I mainly program with C++. I have seen from many places that I should put large objects (like array of 10k elements) on heap (using new) but not on stack (using pure array type). I don't really understand. The reason might be because abuse of stack many result in stack overflow error at runtime. But why should OS set a limit for the stack size of a process (or more precisely, a thread) as virtual memory can go as large as needed (or 4G in practice). Can anyone help me, I really have no clue.

Zhongqi Cheng
  • 283
  • 1
  • 5
  • There isn't a general limit. Check out this question: https://stackoverflow.com/questions/1825964 Why would you want a huge stack size anyway, you aren't supposed to need that. Recursion isn't so commonly used, especially with huge amounts of data stored on the stack. – BullyWiiPlaza Jun 12 '20 at 20:25
  • ***But why should OS set a limit for the stack size of a process*** In 32 bit applications the amount of stack space limited the # of threads you could create on windows. WIth 1MB stack you could create around 2000 total threads before you exhausted the whole 2GB of user address space. – drescherjm Jun 12 '20 at 20:26
  • Does this answer your question? [C/C++ maximum stack size of program](https://stackoverflow.com/questions/1825964/c-c-maximum-stack-size-of-program) – Waqar Jun 12 '20 at 20:26
  • ***(using new)*** Using `new` is discouraged in modern `c++` code. std::vector is more appropriate. – drescherjm Jun 12 '20 at 20:31
  • A re-sizable stack would be incredibly hard to to implement. Either it would be non-contiguous or pointer invalidation would be crippling. Here's a small stack (snerk snerk snerk) of different reasons: [why is stack memory size so limited?](https://stackoverflow.com/questions/10482974/why-is-stack-memory-size-so-limited) – user4581301 Jun 12 '20 at 20:32
  • 1
    This is a good question. But it has been asked before; do read the answers in the duplicate. – Bathsheba Jun 12 '20 at 20:35
  • On my platform, the stack is 1 MB (which is configurable), and the heap is 256 GB. There's more room on the heap. – Eljay Jun 12 '20 at 23:32

2 Answers2

4

Tradition, and threads.

Stacks are per thread, and for efficiency must be contiguous memory space. Non contiguous stacks make every function call more expensive.

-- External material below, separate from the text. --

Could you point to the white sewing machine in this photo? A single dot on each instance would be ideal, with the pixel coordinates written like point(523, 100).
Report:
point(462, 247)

Heaps are usually shared between threads; when they aren't, they don't have to be contiguous.

In the 32 bit days, having 1000 threads isn't impossible. At 1 meg per thread, that is 1 gigabyte of address space. And 1 meg isn't that big.

In comparison, 2 gigs of heap serves all threads.

On 64 bit systems, often addressable memory is way less than 64 bits. At 40 bits, if you gave half of the address space to stacks and you had 10,000 threads, that is a mere 50 megs per stack.

48 bits is more common, but that still leaves you with mere gigabytes of address space per stack.

In comparison, the heap has tebibytes.

What more is that with a large object on the stack doesn't help much with cache coherance; no cpu cache can hold the tront and the back. Having to follow a single pointer is trivial if you are working heavily with it, and can even ensure the stack stays in cache better.

So (a) stack size cost scales with threads (b) address space can be limited (c) the benefits of mega stacks are small.

Finally, infinite recursion is a common bug. You want your stack to blow and trap (the binary loader surrounds the stack with trap pages often) before your user shell crashes from resource exhastion. A modest size stack makes that more likely.

Yakk - Adam Nevraumont
  • 262,606
  • 27
  • 330
  • 524
-2

It's totally possible to use a static array of 10k INTs. It's usually better to use "new" because when you're dealing with big chunks of data, you can't guarantee they'll always be the size of your array. Dynamic allocation of memory lets you use only what you need. It's more efficient.

If your curious about how the OS chooses stack sizes or "pages", read this: https://en.m.wikipedia.org/wiki/Page_(computer_memory)

Also, I'm not sure you're using "heap" the right way. "heap" is a tree-based data structure. The Stack refers to the layout of the executable and process data in RAM.